Looking forward to the State of the Union? Two years ago (or was it three?), when I had a job that was affiliated with politics in kind of isolated but austere watchdog way, my co-workers and I watched the SotU without succumbing to the passive spectation of those in the know. I don’t remember much of the context out of which Terrorism v. America was borne. (This was a period during which I earned a reputation of being a bit of a beer mooch – “Bring six, drink nine” was an oft-applied sobriquet amongst the tenants of the house at which I obtained my televisual fix, being too cheap to purchase an idiot box and the requisite DirecTV package.) I do, however, remember the game’s basic premise. Terrorism v. America is modeled on old “Roxanne/Red Light” drinking game of the Olde College Years. In “Roxanne/Red Light,” you listen to the Sting song after dividing up into two groups, one of which consumes a swallow of beer after the word “Roxanne” is sung, the other of which does same after “Red light” is sung. While watching the speech, no reaction need be made when the President squints his squint, or shifts his weight back to his heels and then leans up against the podium for emphasis; attempts to mimic the clipped Texas drawl of the President, by which “terror” becomes “terra” and “America” becomes “mer-ka,” are encouraged but not necessary. The only thing you need to do is drink when the President says “America” or “terrorism,” depending on which team you’re on. In our circle, “terror,” “terrorism,” and “terrorists” were all functionally the same. Likewise with “America” and “American,” but for some reason “the United States” was not included as a drink prompt. Given the correct demographics, serious sober contemplation of the SotU is to the onset of crippling cynicism as Terrorism v. America is to the onset of flagrantly enjoyable idiocy, of which idiocy all of us need a periodic dose. Projecting my shit onto you is not my bag, however, so feel free to watch another rerun of Seinfeld if your druthers lead you down that path.

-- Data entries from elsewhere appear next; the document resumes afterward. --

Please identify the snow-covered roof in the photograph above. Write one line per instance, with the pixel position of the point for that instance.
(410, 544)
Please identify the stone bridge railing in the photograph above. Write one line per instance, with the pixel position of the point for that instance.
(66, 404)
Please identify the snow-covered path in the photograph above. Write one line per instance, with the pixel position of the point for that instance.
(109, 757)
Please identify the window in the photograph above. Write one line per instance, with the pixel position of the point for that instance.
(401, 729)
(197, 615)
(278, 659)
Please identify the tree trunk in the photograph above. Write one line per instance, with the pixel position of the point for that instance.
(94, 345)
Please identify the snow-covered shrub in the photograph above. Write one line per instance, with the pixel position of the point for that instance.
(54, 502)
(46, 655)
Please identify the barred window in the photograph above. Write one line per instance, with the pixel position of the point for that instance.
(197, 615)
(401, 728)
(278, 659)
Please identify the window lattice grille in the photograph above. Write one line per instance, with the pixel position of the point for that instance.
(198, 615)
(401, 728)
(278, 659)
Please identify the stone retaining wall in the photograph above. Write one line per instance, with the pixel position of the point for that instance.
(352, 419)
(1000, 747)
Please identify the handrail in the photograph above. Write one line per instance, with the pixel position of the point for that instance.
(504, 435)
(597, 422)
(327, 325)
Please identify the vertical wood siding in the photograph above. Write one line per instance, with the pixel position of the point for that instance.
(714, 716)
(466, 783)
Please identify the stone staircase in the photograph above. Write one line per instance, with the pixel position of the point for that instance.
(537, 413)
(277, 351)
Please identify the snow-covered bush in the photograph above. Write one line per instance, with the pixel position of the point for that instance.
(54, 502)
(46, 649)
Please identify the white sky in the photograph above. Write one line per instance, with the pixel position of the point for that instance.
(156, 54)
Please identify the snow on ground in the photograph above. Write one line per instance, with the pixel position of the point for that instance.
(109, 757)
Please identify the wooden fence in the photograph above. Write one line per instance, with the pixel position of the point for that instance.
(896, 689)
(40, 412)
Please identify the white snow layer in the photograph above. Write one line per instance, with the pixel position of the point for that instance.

C. By (implied) request, with apologies beforehand if this gives offense to your sense of decorum’s steadfast disavowal of ababcdcd. . . rhyme schemes.

Sacred Heart

For one who watches with too little rest
A body rousing fitfully to its pain
- The nerves like dull burns where the sheet has pressed -
Subsiding to dementia yet again;
For one who snatches what repose he can,
Exhausted by the fretful reflexes
Jerked from the torpor of a dying man,
Sleep is fear, invaded as it is
By coil on coil of ominous narrative
In which specific isolated streaks,
Bright as tattoos, of inks that seem to live,
Shift through elusive patterns. Once in those weeks
You dreamt your dying friend hung crucified
In his front room, against the mantelpiece;
Yet it was Christmas, when you went outside
The shoppers bustled, bells rang without cease,
You smelt a sharp excitement on the air,
Crude itch of evergreen. But you returned
To find him still nailed up, mute sufferer
Lost in a trance of pain, toward whom you yearned.
When you woke up, you could not reconcile
The two conflicting scenes, indoors and out.
But it was Christmas. And parochial school
Accounted for the Dying God no doubt.

Now since his death you’ve lost the wish for sleep,
In which you might mislay the wound of feeling;
Drugged you drag grief from room to room and weep,
Preserving it from closure, from a healing
Into the novelty of glazed pink flesh.
We hear you stumble vision-ward above,
Keeping the edges open, bloody, fresh
Wound, no – the heart, His Heart, broken with love.

An unfamiliar ticking makes you look
Down your left side where, suddenly apparent
Like a bright plate from an anatomy book
- In its snug housing, under the transparent
Planes of swept muscle and the barreled bone –
The heart glows, and you feel the holy heat:
The heart of hearts transplanted to your own
Losing rich purple drops with every beat.
Yet even as it does your vision alters,
The hallucination lighted through the skin
Begins to deaden (though still bleeding), falters,
And hardens to its evident origin
- A red heart from a cheap religious card,
Too smooth, too glossy, too securely cased!

Stopped in a crouch, you wearily regard
Each drop dilute into the waiting waste.